Perhaps they just didn’t want to witness his impending breakdown that they all feared.

And Buffy didn’t even want to think about the drinking he was doing, but even she couldn’t spent too much time in denial about that when she saw the whiskey bottles piling up in the trash like tiny reminders that he was crumbling on the inside.

But despite the rancid quagmire that her home life was becoming, still she continued to try and be Normal-Buffy and go about her day, go to school, try to ignore the sympathetic looks from all the other kids. She didn’t want their pity. No amount of pity could raise her mother from her grave.

In the past few months, she had gradually become a loner, and this just sealed it all.

But in the harsh light of day, she could ignore the blatant realities, pretend that her life didn’t suck balls to the fucking nth degree.

Yeah, that was her…Buffy Queen of Denial.

It was, however, times like now, in the dark, with only the morbid truth to keep her company that everything started to sink in.

Yet, still she couldn’t feel. It was just like watching a movie of someone else’s life.

Clearly this movie was not a comedy.

When it became obvious that sleep was not coming to her that night, she finally peeled herself off of her bed and threw a robe over her shoulders, carefully making her way downstairs without pausing to flick on the light.

She was almost at the foot of the stairs when the sound of hushed whispers coming from the kitchen reached her ears.

“What the bloody hell do you mean he’s disappeared?”

Spike’s voice.

His accent and intonation could never be confused with another’s.

Buffy thought he had gone to bed. Or gone out drinking. When he wasn’t at home the only other thing he seemed to do was frequent some of the local dives.

Buffy frowned as she peered around the corner of the kitchen, still hidden in the shadows to see her stepfather wildly pacing, his palm plastered to his forehead. His usually perfectly quaffed peroxide locks were wildly curly, not a hint of gel in sight. He wore rumpled jeans and a T-shirt that looked like it had seen better days. Not that Buffy could criticize right now, she thought, as she looked down at her own crumpled pajamas.

“Of course I sodding know it was!…Well, saw him didn’t I?...Yeah, I’m not some bloody wet behind the ears git, I know exactly why…”

His voice was irate, his movements jerky and agitated. It couldn’t be more obvious that Spike was royally pissed off.

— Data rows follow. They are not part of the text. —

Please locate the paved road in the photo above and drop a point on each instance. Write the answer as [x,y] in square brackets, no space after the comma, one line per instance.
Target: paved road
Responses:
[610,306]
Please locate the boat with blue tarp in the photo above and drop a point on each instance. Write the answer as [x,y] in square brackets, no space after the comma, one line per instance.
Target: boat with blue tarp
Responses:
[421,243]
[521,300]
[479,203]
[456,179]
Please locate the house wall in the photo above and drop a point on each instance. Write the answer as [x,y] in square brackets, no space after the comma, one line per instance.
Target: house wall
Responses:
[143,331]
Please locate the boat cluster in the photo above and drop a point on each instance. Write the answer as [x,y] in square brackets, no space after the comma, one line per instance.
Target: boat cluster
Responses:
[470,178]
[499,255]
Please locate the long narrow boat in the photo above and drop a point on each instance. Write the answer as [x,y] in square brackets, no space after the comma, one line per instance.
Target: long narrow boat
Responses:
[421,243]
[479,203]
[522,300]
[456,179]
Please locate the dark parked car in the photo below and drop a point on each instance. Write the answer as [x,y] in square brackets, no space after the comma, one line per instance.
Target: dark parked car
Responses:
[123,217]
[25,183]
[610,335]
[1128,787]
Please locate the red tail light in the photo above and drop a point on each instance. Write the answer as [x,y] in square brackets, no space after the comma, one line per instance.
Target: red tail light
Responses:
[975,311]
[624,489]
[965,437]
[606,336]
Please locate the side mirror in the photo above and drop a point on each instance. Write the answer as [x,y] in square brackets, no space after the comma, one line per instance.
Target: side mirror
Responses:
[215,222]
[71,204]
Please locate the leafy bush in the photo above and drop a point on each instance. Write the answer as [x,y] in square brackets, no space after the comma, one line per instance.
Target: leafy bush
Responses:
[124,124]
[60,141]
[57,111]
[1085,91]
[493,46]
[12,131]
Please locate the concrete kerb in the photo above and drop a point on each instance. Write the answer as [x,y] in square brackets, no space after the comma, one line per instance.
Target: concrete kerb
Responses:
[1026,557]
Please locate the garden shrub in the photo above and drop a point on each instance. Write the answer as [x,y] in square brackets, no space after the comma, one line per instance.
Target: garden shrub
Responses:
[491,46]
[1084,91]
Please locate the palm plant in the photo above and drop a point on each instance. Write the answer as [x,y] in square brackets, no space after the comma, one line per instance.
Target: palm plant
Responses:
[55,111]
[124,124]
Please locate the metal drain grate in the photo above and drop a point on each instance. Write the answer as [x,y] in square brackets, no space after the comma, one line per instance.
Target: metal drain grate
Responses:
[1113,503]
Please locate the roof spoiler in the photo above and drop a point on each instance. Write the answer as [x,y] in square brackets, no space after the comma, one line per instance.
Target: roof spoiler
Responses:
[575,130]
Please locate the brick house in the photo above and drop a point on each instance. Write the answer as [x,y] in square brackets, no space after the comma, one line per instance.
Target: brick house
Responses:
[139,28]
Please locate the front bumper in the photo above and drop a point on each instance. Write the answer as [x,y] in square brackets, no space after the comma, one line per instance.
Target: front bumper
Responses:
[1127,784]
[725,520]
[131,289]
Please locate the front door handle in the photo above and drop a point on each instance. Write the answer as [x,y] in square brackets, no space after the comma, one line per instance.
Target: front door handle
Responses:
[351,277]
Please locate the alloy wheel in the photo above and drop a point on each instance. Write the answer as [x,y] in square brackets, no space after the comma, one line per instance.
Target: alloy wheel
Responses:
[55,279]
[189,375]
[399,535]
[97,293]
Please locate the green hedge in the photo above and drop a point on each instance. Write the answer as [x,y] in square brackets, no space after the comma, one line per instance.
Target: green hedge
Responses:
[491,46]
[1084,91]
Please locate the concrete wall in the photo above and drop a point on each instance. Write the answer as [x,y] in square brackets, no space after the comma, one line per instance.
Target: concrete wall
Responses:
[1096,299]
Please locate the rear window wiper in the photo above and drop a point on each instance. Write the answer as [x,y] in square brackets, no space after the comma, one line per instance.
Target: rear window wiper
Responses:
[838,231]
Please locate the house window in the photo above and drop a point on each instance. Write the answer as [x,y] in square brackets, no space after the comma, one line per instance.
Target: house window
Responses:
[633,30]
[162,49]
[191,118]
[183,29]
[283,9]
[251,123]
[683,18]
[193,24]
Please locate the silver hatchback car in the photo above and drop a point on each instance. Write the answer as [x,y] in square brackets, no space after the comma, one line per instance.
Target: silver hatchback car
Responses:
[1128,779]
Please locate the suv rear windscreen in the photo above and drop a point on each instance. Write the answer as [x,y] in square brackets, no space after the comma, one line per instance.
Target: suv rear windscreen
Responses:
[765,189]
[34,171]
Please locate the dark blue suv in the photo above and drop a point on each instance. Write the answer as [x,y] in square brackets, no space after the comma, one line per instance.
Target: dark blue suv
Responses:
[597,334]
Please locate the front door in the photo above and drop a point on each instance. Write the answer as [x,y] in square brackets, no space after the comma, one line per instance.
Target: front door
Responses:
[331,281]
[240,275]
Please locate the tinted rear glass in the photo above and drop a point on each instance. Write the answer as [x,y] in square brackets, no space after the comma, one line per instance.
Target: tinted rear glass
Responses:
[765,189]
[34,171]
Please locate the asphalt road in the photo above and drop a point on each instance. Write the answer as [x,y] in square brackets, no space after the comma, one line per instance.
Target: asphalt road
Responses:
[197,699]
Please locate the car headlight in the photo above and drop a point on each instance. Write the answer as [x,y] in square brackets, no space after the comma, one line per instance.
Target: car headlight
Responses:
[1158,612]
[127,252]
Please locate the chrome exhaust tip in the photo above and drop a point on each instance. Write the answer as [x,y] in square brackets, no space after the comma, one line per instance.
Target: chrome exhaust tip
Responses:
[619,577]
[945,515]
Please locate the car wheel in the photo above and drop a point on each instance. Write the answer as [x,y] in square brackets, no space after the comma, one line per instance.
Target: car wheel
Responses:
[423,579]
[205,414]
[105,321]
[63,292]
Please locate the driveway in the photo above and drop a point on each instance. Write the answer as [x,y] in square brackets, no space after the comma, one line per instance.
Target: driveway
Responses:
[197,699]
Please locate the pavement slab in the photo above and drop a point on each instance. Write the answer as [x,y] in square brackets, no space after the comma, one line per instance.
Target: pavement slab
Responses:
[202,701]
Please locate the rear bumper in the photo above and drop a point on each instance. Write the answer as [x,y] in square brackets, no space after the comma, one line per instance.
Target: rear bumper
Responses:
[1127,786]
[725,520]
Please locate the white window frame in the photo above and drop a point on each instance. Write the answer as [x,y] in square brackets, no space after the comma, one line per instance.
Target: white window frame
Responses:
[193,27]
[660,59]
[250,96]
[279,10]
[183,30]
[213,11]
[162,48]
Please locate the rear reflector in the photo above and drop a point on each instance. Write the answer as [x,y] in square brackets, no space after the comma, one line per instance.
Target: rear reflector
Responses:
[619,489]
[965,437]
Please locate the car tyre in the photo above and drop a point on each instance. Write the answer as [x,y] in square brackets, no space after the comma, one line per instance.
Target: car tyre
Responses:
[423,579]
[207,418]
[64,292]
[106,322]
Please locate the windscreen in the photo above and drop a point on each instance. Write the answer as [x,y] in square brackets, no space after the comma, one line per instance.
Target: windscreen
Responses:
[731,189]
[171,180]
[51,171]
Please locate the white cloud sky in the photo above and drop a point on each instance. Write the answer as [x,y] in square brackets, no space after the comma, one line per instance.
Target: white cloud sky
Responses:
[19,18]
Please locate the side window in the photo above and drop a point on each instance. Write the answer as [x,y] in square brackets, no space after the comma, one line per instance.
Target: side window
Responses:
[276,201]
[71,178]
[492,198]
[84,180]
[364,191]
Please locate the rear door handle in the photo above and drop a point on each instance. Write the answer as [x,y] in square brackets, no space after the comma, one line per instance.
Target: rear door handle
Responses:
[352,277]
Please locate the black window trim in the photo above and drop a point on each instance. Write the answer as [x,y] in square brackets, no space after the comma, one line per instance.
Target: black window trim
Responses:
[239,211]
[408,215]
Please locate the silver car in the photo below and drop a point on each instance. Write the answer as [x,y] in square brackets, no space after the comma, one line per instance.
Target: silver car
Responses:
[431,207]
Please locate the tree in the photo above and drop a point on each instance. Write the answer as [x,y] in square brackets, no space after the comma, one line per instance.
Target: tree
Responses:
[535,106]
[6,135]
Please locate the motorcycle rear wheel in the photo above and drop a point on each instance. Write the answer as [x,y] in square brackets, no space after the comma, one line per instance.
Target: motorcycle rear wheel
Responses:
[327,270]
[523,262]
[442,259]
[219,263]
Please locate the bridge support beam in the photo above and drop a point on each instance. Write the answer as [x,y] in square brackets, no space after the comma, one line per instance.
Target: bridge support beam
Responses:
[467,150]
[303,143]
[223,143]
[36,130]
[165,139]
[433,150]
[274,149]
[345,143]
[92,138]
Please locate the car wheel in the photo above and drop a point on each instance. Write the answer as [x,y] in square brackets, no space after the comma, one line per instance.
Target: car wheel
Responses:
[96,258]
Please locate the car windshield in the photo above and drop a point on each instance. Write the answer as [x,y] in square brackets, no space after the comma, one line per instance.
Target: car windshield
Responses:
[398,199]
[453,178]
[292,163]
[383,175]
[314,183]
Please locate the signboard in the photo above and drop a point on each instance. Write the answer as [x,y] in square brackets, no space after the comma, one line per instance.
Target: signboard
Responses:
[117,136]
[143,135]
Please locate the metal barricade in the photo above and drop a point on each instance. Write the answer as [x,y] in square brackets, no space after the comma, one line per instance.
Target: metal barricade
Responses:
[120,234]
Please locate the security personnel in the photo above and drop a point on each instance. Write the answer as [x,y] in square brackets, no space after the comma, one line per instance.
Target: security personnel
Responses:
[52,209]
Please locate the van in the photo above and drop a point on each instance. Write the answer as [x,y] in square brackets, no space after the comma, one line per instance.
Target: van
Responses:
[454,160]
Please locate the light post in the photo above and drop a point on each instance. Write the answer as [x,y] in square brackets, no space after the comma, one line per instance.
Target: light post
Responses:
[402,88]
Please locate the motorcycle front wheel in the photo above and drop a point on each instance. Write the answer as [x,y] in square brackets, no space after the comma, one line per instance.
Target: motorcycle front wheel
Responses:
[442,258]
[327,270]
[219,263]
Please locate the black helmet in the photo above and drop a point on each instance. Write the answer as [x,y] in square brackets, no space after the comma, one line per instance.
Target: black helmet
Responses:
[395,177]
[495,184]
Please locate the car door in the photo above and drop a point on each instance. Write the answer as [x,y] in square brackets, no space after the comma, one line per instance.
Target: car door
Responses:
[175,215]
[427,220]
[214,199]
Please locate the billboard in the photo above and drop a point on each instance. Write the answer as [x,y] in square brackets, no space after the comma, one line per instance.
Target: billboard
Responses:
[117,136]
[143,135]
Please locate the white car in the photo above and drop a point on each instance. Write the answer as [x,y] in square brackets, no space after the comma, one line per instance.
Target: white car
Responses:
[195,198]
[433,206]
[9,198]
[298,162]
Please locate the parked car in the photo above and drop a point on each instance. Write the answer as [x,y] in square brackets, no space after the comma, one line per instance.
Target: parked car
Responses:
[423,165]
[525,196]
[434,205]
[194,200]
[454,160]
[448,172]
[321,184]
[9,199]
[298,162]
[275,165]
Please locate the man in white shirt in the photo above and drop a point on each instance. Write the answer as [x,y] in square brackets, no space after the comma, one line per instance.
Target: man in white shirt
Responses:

His little spy felt a tiny spark of happiness ignite inside her heart at that thought. She could barely remember the last time she had seen him with sure fire. Not since her mother had been…murdered.

Feeling a little guilty about intruding on Spike’s private business, Buffy desperately tried to suppress her innate curiosity, but she couldn’t help but with that she could hear the other side of the conversation.

Buffy stifled a gasp as Spike’s pacing brought him a little too close for comfort, and she was about to retreat to the sanctuary of her bedroom when she heard some fateful words.

“No, I need to make sure that my stepdaughter never finds out.”

Spinning on her heel, she stepped out into the light of the kitchen, shards of agony in the stare that she leveled at her stepfather.

There was no way she was letting this go that easy.